Movies like this need to be lighthearted and Parisot uses an undeniably light touch. Maybe too light – the movie is almost devoid of weight like it was filmed on the International Space Station using elaborate sets to make the audience think it was completely earthbound. There’s no substance here – and there isn’t required to be – but the lack of it might turn those who want a little meat with their mousse off.

Willis excels at these kind of roles these days, the weary hero. If you’ve seen his last three Die Hard movies you’ll know what I mean. He is a bit grumpy and a bit smart alecky but when the rubber hits the road the man is still one of the best action stars in Hollywood. Some might sniff that he’s playing the same part he has for 30 years but then again that’s true for most of the actors in Hollywood in one way or another.

Mirren steals the show though.
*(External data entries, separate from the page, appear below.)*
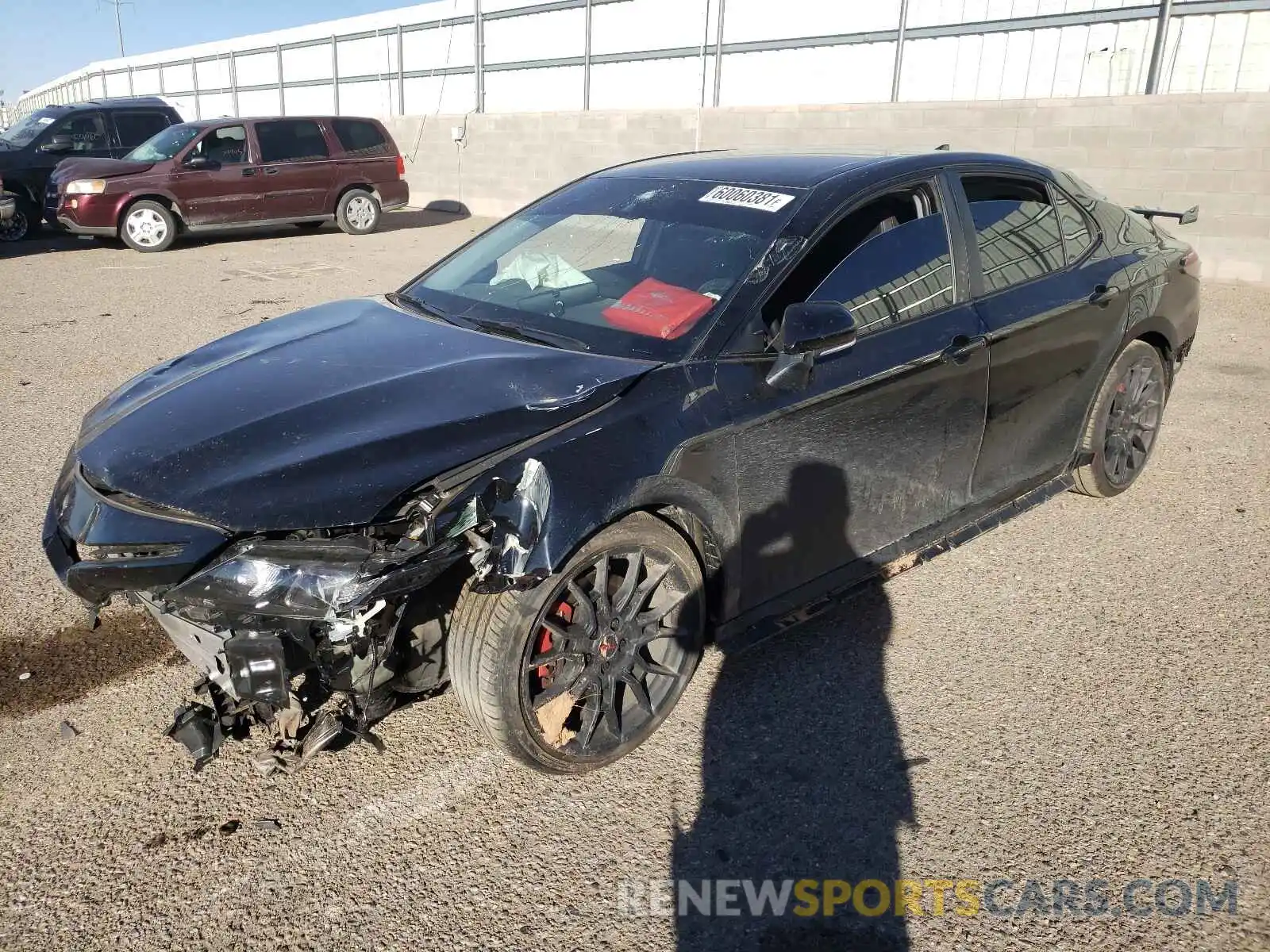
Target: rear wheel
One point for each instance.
(357, 213)
(1122, 432)
(148, 226)
(23, 222)
(582, 670)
She’s got that patrician look and accent and when she pulls out a big effin’ gun, she looks so gleeful it’s hard not to feel a surge of the same emotion yourself. She has some interesting byplay with Parker, who is a lot better here than she was in the first movie where she was a bit overwrought. She goes more subtle here and it works better.

Lee is impressive; I’m hoping that we see more of him in similar roles. With most of the great martial arts action stars aging, it’s nice to know that there are some guys ready to step in and fill the void. Malkovich, of course, is Malkovich. He does what he does

The first Red was fun, unusual and unexpected. While its sequel retains much of the first quality, it lacks the second two. Still, there’s enough of that one quality to allow the audience to have a pretty good time at the movies. It may be disposable, but sometimes that’s just what you need.  
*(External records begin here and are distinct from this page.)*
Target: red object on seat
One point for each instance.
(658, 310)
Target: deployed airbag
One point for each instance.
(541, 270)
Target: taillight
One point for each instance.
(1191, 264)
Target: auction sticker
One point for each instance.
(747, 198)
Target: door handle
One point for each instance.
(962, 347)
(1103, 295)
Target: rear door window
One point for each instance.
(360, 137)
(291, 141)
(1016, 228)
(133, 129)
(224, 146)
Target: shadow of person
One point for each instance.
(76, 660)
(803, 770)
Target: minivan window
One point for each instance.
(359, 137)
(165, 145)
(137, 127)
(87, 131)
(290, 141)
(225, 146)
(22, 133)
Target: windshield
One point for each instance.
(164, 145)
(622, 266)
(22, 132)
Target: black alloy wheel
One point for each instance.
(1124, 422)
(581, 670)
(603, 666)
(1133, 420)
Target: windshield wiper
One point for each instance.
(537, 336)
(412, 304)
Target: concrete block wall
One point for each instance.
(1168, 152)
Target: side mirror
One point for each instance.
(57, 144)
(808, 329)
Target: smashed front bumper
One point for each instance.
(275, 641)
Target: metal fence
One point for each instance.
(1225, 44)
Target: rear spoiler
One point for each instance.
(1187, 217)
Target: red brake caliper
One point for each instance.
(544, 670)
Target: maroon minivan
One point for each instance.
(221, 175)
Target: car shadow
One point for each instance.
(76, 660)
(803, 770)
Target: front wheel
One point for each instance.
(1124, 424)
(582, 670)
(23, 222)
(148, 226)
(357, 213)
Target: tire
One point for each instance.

REASONS TO GO: Mind-numbing fun. The cast is a hoot.

REASONS TO STAY: Exceedingly lightweight. Has lost its novelty.

FAMILY VALUES:  Plenty of action of the gunplay variety, some car chase property destruction, a little crude language and some drug use.

TRIVIAL PURSUIT: Both Hopkins and Cox have played Hannibal Lecter in the movies.

CRITICAL MASS: As of 8/2/13: Rotten Tomatoes: 41% positive reviews. Metacritic: 48/100; the critics weren’t so enamored of this one but at least they didn’t hate it.